Disorder induced weak and strong localization and their influence on superconductivity in underdoped Bi2+xSr2-xCuO6

In-plane resistivity and magnetoresistance(MR) measurements were carried out on high-quality underdoped Bi$_{2+x}$Sr$_{2-x}$CuO$_{6+\delta}$ (0.1$\leq$x$\leq$0.4) single crystals. The results show that the superconductivity and the normal state MR behaviors strongly rely on the doping level of samples. In the slightly doping level of Bi, a metallic normal state and a finite superconducting transition temperature are observed, and there is always a positive MR in the normal state which is explained by the fluctuating superconductivity mixed with the transport of quasiparticles. With further doping, the low temperature resistivity shows an up turn together with a negative MR. Detailed analysis on the negative MR in this region may suggest that weak localization effect is dominant.

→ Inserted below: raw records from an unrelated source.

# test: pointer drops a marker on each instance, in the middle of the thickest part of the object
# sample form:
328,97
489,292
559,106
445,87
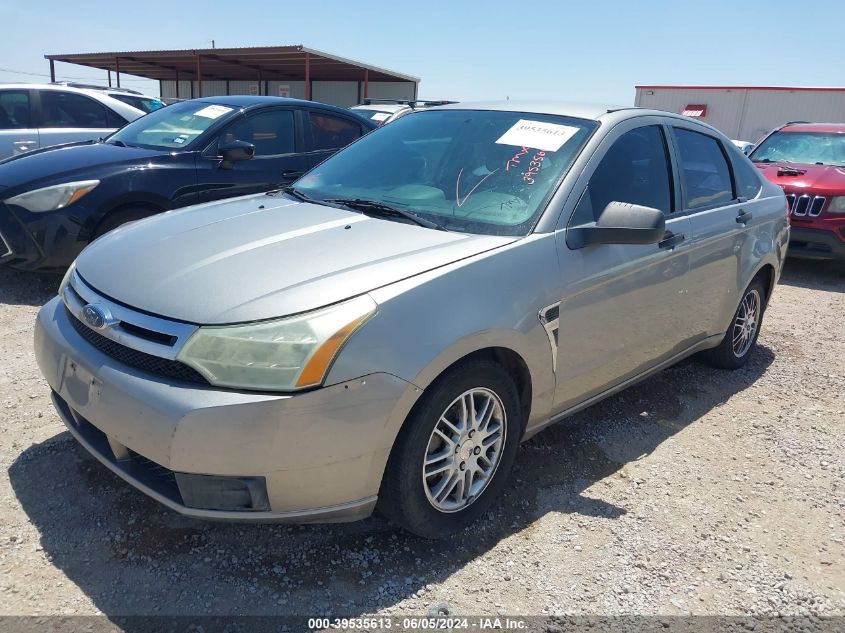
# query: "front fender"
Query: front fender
429,322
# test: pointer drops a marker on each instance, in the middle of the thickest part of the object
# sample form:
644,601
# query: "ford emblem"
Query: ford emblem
96,317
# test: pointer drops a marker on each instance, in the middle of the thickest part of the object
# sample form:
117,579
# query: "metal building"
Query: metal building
747,112
284,71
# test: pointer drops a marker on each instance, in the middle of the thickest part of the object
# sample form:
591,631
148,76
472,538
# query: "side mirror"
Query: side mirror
621,223
235,151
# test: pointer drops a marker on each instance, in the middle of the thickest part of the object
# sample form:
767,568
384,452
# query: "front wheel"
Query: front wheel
734,350
453,455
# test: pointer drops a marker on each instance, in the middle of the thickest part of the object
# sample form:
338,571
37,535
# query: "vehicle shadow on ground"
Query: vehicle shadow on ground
814,275
131,556
34,289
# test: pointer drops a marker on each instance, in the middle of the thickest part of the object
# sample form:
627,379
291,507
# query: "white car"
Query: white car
383,111
33,116
145,103
744,146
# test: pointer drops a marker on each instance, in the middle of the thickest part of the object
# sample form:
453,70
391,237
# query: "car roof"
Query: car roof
123,109
381,107
814,127
563,108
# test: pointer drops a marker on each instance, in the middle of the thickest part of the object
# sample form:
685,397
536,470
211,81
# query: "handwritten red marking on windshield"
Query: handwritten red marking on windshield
534,167
513,162
458,200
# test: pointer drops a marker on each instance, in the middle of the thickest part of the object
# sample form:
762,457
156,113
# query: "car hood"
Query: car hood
259,257
824,178
64,163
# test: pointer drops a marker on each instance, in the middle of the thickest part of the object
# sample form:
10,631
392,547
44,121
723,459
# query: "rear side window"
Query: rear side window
705,175
14,109
331,132
65,109
747,178
272,132
634,170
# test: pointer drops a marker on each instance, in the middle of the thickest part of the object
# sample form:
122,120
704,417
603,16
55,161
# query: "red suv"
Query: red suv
808,161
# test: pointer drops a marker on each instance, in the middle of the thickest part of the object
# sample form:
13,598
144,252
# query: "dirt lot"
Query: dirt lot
698,491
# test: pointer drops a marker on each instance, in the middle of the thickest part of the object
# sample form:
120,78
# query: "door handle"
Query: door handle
671,240
744,216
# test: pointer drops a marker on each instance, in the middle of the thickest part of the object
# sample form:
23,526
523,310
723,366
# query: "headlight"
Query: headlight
282,355
66,279
53,198
837,205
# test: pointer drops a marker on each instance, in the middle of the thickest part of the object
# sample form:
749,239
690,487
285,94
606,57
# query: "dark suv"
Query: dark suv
55,201
808,161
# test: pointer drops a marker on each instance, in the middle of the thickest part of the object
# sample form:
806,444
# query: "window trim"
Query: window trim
684,210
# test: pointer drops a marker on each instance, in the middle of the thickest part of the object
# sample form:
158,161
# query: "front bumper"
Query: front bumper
320,454
810,243
31,241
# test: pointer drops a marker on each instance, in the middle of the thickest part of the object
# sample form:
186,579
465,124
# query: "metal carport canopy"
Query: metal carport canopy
295,63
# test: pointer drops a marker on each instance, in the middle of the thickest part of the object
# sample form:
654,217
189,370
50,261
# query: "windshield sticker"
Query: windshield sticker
213,111
548,137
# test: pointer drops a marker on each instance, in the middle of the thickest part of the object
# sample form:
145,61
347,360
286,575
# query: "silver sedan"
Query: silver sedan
384,333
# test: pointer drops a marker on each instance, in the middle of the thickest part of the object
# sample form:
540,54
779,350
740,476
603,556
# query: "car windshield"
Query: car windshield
827,148
473,171
145,104
173,127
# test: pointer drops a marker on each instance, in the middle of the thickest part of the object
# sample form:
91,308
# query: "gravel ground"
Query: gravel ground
698,491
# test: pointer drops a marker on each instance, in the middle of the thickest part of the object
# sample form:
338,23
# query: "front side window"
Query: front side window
473,171
272,132
332,132
67,109
826,148
174,127
705,175
634,170
14,109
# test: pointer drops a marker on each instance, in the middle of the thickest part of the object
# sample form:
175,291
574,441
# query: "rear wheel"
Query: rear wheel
735,349
119,217
454,453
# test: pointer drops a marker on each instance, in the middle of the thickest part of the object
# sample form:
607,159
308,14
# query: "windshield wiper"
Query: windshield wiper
374,207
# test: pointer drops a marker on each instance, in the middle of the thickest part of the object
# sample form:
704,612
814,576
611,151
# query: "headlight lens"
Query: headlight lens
282,355
837,205
53,198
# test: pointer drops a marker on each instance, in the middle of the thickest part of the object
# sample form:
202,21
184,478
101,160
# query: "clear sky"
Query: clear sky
526,49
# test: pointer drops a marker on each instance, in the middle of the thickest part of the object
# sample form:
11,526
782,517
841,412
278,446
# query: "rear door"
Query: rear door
623,307
17,134
277,137
326,132
715,207
67,117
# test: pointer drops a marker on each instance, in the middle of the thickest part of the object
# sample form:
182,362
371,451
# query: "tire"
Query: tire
417,502
731,353
118,217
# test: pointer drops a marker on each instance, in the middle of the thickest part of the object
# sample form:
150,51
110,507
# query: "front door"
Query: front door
278,158
623,307
17,134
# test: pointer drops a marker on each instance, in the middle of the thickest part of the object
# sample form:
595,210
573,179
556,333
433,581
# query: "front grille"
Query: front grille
139,360
805,205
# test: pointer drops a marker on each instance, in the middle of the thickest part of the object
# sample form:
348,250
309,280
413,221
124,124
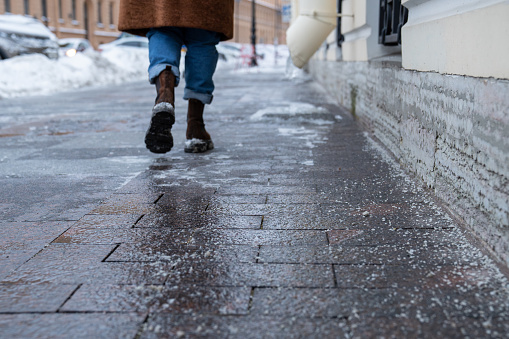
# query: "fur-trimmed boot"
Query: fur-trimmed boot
197,138
158,138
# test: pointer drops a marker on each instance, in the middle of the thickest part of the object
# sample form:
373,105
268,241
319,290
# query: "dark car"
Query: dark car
25,35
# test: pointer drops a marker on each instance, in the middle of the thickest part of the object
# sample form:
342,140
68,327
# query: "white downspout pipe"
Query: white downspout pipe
315,21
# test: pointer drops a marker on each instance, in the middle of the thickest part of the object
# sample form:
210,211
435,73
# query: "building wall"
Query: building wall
450,130
268,19
66,23
466,37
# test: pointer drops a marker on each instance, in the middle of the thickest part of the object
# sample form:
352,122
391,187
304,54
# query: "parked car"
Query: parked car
71,46
228,51
128,42
25,35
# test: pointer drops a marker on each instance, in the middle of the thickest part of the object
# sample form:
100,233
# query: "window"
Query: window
392,18
99,12
44,10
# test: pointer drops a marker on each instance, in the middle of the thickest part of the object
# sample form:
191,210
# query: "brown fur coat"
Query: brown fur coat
137,16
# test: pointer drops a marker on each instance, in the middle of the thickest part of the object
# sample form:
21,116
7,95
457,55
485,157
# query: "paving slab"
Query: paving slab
297,224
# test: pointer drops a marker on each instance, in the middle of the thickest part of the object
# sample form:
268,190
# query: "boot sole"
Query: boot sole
158,138
198,146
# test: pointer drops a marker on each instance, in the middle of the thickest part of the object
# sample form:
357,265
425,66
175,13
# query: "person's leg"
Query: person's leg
165,45
164,53
201,61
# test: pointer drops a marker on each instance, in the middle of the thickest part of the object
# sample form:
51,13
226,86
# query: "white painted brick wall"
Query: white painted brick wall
450,131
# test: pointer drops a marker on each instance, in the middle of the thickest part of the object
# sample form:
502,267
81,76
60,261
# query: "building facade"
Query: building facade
430,80
97,20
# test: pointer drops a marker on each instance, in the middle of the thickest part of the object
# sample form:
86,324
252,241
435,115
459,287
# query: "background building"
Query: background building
97,20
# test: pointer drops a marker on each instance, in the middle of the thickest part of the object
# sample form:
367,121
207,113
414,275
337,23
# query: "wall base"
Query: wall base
450,131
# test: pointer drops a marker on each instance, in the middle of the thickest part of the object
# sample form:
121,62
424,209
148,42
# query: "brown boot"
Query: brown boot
158,138
198,140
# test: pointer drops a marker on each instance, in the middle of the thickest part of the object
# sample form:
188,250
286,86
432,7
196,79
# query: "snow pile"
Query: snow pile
35,74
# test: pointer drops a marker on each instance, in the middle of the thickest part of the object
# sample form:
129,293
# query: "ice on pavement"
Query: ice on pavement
289,108
35,74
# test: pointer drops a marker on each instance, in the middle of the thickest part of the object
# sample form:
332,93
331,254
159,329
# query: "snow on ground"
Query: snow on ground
35,74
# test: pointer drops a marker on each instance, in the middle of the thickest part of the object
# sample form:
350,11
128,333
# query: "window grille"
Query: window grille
392,18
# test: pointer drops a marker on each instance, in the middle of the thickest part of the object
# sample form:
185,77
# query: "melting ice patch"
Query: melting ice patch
288,110
309,136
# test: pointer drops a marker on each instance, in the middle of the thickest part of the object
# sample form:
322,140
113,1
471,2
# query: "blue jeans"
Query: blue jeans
165,46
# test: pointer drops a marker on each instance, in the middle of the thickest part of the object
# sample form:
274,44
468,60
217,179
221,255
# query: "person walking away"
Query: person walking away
170,24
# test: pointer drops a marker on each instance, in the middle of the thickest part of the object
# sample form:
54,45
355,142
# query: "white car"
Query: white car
72,46
25,35
129,42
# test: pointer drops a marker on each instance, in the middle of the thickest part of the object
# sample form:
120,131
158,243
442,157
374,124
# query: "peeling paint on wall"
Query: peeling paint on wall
450,131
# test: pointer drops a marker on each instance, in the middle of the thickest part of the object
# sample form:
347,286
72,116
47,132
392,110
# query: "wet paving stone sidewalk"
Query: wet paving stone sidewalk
297,225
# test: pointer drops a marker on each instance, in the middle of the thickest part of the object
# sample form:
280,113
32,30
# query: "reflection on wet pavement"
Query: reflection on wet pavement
293,226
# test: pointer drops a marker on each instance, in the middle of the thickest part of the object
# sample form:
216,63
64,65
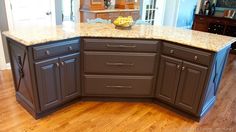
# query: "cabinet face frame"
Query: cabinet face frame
70,76
192,88
167,64
45,71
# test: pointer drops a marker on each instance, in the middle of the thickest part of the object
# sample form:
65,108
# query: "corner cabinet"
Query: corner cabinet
180,82
48,82
47,76
58,78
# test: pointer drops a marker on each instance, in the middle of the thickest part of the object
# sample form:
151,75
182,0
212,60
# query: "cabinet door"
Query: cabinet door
168,79
70,76
48,81
190,88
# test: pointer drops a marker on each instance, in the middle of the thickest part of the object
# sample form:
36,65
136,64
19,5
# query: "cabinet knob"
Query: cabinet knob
47,52
178,66
57,64
70,48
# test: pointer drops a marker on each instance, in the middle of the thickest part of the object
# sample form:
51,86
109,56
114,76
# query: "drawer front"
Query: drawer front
118,86
119,62
121,45
189,54
54,49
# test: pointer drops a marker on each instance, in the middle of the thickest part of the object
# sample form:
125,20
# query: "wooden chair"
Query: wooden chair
98,20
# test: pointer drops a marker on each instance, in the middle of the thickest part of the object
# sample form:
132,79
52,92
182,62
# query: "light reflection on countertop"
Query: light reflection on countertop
34,35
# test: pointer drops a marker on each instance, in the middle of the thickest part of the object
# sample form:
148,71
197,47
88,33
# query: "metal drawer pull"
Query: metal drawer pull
119,64
120,46
120,87
47,52
70,48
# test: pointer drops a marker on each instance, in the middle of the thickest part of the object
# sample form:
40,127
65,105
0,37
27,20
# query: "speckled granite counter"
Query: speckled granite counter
32,36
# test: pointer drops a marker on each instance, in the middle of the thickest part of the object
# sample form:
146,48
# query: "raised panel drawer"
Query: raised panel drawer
189,54
57,48
118,86
119,62
121,45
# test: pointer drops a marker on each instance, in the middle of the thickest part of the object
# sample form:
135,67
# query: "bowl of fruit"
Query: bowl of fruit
123,22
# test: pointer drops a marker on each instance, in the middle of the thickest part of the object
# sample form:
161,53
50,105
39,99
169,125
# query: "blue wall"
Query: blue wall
185,14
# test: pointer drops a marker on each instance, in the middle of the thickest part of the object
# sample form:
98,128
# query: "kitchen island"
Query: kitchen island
54,66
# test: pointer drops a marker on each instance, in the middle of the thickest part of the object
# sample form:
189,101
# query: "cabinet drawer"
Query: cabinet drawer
118,86
189,54
119,62
54,49
121,45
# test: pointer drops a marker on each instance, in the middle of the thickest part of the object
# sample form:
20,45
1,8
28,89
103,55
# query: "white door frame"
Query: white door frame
10,15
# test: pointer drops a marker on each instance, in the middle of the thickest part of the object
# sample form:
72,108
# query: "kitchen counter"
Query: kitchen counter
33,36
53,66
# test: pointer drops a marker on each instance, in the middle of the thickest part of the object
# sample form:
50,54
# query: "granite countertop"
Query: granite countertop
35,35
109,10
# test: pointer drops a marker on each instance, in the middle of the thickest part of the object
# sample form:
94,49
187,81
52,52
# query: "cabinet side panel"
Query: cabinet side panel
21,75
215,77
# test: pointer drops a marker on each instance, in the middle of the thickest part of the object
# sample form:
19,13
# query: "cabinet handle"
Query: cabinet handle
47,52
178,66
57,64
120,46
119,64
70,48
119,87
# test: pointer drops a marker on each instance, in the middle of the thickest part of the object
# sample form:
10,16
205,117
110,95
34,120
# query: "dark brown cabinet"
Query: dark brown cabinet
191,83
58,80
181,83
70,76
168,79
48,81
46,76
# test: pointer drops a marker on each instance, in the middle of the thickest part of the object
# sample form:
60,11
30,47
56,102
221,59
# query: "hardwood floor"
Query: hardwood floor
120,116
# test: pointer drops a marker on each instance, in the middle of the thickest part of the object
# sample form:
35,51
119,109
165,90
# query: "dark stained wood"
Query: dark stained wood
118,86
48,80
119,63
120,116
168,79
70,76
63,84
192,80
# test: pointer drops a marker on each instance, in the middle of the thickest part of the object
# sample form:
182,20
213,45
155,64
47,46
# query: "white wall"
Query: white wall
170,16
2,56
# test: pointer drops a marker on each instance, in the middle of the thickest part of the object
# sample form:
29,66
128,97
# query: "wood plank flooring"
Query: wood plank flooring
120,116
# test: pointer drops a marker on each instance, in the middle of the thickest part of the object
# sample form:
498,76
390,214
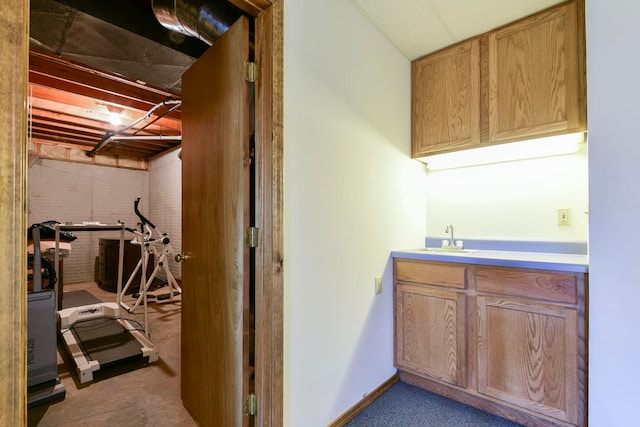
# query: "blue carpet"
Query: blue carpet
408,406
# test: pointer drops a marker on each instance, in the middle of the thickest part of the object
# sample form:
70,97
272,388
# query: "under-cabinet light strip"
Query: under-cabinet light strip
521,150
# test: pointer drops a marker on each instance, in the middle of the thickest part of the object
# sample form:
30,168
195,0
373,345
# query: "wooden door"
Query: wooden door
216,212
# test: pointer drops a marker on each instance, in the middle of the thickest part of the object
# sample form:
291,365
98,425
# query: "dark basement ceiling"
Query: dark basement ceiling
90,56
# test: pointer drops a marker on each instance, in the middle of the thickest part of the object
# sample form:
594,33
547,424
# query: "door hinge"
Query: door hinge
250,72
250,404
251,237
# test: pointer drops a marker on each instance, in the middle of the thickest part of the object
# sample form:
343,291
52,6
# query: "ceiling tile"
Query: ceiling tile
420,27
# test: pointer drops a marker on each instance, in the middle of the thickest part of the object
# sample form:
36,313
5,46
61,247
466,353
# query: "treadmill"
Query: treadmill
96,336
43,383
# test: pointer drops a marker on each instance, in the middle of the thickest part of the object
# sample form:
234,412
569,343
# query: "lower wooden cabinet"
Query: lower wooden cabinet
431,332
527,356
507,340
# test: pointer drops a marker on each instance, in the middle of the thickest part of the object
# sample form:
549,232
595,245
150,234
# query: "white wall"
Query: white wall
74,192
613,67
351,195
83,192
514,200
165,201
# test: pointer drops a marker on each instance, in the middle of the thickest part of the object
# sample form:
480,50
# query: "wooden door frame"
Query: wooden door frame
14,43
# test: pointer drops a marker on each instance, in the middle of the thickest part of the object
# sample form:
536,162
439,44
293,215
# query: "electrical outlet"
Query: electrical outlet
378,282
564,216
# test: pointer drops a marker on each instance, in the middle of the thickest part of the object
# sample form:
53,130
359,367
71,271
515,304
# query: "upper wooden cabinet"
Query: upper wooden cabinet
536,76
524,80
445,97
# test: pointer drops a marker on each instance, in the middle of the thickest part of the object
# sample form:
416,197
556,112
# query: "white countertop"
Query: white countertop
577,263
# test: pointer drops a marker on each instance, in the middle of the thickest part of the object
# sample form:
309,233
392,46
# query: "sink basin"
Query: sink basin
450,250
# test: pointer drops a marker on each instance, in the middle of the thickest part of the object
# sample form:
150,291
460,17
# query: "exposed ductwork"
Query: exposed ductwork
204,19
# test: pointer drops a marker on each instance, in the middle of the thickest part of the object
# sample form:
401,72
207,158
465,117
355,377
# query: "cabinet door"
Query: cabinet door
528,355
445,100
430,332
536,76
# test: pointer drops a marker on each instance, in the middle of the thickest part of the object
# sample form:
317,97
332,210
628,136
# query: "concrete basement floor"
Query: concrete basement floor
147,396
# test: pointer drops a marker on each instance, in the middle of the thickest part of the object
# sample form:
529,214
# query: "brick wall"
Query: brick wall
165,200
73,192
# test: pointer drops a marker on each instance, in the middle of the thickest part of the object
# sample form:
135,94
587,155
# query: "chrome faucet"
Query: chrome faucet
450,230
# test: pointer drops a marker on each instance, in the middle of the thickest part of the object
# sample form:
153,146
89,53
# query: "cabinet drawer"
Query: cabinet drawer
538,284
430,273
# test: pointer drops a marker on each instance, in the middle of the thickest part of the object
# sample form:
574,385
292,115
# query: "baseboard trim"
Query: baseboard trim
366,401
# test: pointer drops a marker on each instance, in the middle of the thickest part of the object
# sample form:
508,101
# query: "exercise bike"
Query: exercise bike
152,242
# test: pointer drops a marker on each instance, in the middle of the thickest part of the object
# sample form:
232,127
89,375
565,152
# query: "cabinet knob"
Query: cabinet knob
181,257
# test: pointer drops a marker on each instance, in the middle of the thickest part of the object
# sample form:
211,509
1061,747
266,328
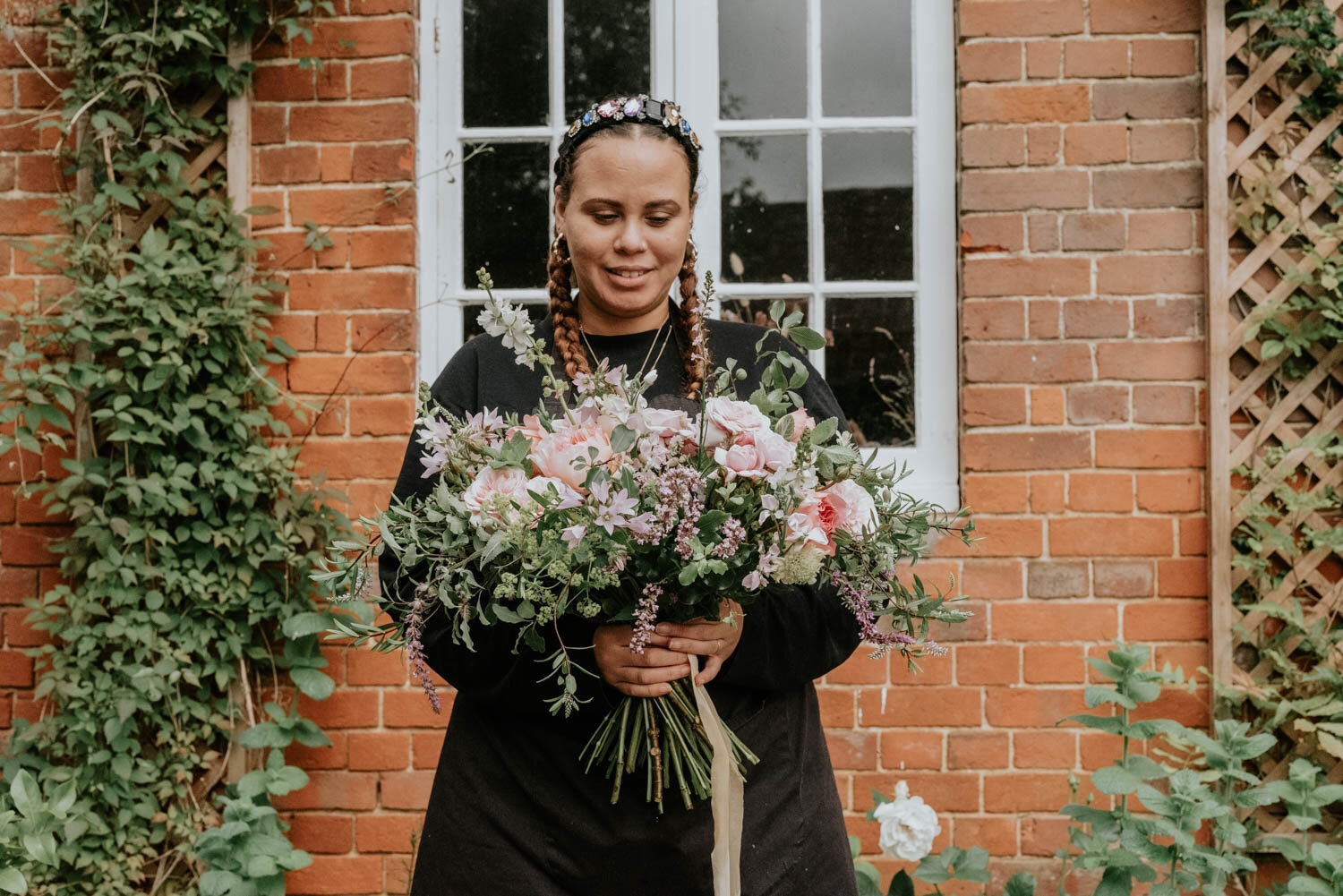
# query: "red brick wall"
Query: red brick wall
1082,394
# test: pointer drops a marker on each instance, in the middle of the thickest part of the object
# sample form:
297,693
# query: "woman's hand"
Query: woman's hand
714,640
637,675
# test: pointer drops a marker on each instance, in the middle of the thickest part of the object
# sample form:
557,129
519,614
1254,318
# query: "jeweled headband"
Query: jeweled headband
641,109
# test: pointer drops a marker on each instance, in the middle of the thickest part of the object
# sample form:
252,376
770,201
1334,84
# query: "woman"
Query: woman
512,810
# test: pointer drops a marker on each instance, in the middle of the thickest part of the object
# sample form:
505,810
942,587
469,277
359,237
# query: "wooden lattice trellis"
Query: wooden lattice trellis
1260,139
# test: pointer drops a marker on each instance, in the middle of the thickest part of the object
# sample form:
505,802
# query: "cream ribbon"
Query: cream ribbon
725,798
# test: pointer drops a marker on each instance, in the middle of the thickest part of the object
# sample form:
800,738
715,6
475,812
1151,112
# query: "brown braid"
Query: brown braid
689,319
563,311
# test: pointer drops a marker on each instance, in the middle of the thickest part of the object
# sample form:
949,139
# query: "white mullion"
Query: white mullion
816,225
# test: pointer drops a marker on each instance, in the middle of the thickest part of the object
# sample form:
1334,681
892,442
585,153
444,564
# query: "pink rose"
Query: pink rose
489,482
740,460
730,418
856,512
800,423
556,453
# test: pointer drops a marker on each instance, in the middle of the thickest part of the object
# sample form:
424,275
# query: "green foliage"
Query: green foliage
185,576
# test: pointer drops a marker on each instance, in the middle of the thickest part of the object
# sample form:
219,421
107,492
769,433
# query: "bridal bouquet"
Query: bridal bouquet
615,509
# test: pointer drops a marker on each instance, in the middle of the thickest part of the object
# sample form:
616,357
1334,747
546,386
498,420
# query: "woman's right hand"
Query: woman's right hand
637,675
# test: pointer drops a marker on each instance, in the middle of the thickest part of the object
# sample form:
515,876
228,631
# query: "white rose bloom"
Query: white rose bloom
908,825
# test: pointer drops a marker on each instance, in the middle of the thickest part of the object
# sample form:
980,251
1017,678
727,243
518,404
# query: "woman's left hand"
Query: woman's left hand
711,638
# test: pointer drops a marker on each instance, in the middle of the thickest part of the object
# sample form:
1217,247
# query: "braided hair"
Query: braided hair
560,270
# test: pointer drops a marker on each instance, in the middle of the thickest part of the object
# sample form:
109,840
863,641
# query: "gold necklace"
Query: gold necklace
655,336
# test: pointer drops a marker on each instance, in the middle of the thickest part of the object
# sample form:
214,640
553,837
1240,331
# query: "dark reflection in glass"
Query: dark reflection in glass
607,50
762,58
870,365
869,206
757,311
504,64
865,58
505,214
765,209
470,328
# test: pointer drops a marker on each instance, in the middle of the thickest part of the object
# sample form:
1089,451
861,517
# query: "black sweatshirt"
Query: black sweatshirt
512,810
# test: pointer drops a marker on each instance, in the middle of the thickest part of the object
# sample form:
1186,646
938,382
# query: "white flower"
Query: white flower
908,825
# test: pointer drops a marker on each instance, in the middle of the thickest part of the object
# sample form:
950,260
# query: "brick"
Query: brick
336,875
911,750
990,61
1147,274
1091,58
899,708
1092,230
991,234
1149,188
381,80
379,750
988,664
1020,18
1155,230
363,38
387,833
1047,493
1044,231
853,750
1020,190
994,319
1053,664
994,833
993,147
1047,405
1056,579
1182,578
1166,621
1095,317
1154,16
1044,58
1095,144
1047,748
1031,621
993,405
1170,492
978,750
1122,578
321,833
1100,492
1090,405
1150,448
1021,791
1111,536
1025,450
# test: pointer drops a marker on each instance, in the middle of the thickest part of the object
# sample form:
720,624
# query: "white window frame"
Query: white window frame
692,78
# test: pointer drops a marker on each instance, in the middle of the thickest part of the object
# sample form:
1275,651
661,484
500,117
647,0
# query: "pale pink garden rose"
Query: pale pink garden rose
728,418
856,512
555,455
800,423
740,460
489,482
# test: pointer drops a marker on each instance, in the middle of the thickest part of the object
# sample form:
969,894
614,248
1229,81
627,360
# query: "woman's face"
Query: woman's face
626,222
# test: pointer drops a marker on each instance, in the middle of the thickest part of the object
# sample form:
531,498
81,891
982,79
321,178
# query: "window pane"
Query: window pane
607,50
870,365
470,328
504,64
765,209
763,58
505,217
865,58
869,211
757,311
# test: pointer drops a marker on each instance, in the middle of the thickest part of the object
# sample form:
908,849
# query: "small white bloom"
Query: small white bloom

As the superconductivity is depressed by more doping and thus more disorders, the delocalization gets much harder and the spin-order contribution may be involved in MR. Moreover, in the heavily underdoped doping, the superconductivity is suppressed completely and resistivity evolves into a strong localization behavior with a Coulomb gap opening at the Fermi energy. After summarizing the doping dependence of MR, we construct a new phase diagram to illustrate how does the disorder give the influence both on the superconductivity and magnetoresistance.